Very cool. How is this setup working for you at these events?


----------



## Doubleexposure (Feb 15, 2009)

If you have a few thousand subscribers to a few sites you should be able to sell enough items to them and their friends to be able to afford your choice of equipment. If I were you Id get smaller/cheeper tools such as plastic tables and paper signs at first. Just a thought, Very good luck to you. let us know how things go.


----------



## greyhorsewoman (Jul 19, 2007)

I vendor at dog / pet events (entering 7 years now). Definitely reconsider your tabling - what you listed takes of 70 sq ft of 100 sq ft available in your tent. jfrederi is right with the 2x4 tables ... even 6 of them takes up half the square footage of a 10x10 tent, but they are much easier to pack & arrange for best usage.

Just a few things to consider ... I started out with 2-8ft & 3 6ft for my 10x20 booth and now use 6- 2x4 instead. Scraped our chairs for cheap foldaways stools. When we are busy, we need them out of the way, when we aren't, it isn't necessary to get that comfy.

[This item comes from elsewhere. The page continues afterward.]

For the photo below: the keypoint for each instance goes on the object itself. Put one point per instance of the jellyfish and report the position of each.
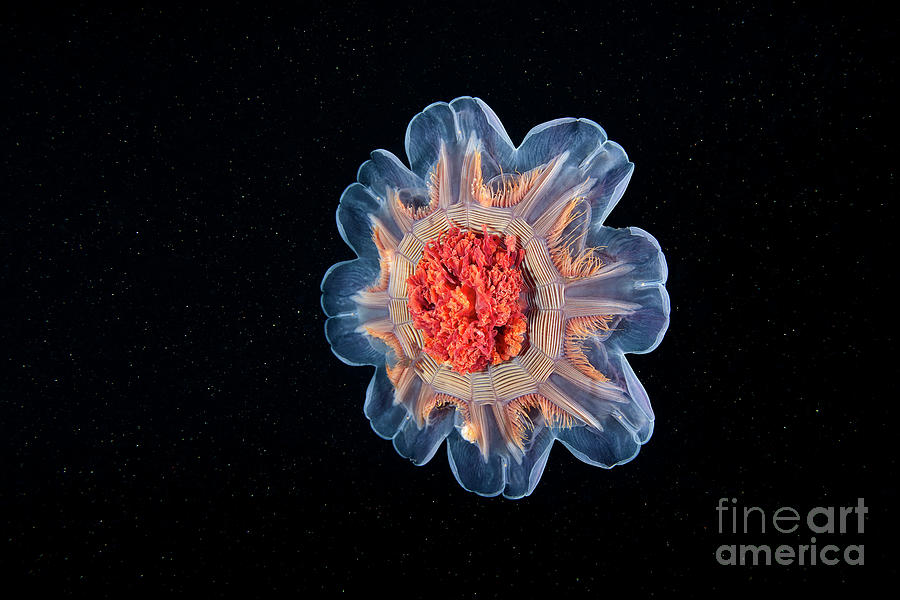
(495, 306)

Outdoor shows vary according to venues. Some places are laid back and you can set up and spread out, others require you to contain yourself in the 'rented' area. Weather will impact how you deal with customers. When it rains, everybody needs to get 'under' ~~ sometimes when its TOO hot, it's nice to get out of the sun. 

Most 10x10 foldaway tents are water 'resistent' not water PROOF ... they will drip when you encounter heavy rains.

Good luck with your new venture.


----------



## tshirtfactory79 (Feb 2, 2009)

Costco has tables and durable, easy to put up tents for less. I've used Insta graphics presses for many years and will press thousands of shirts non-stop. Have you considered sourcing your digitals out and pressing them yourself?


----------



## Jamey (Dec 22, 2008)

Yes. I am considering this.*
*


----------



## mrbigjack50 (Jun 9, 2008)

Jamey said:


> I have been told that using the GX7000 for shirt transfers will not be economical. So lets say I get one setup for sublimation. Would it alone be ideal for taking to events, shows, and such?
> 
> I also want an Epson 7880 for various in house projects.


You can get a 7800 a heck of alot cheaper and will print just as good as 7880
only difference is that 7880 has a "vivid magenta" not much difference in most colors


----------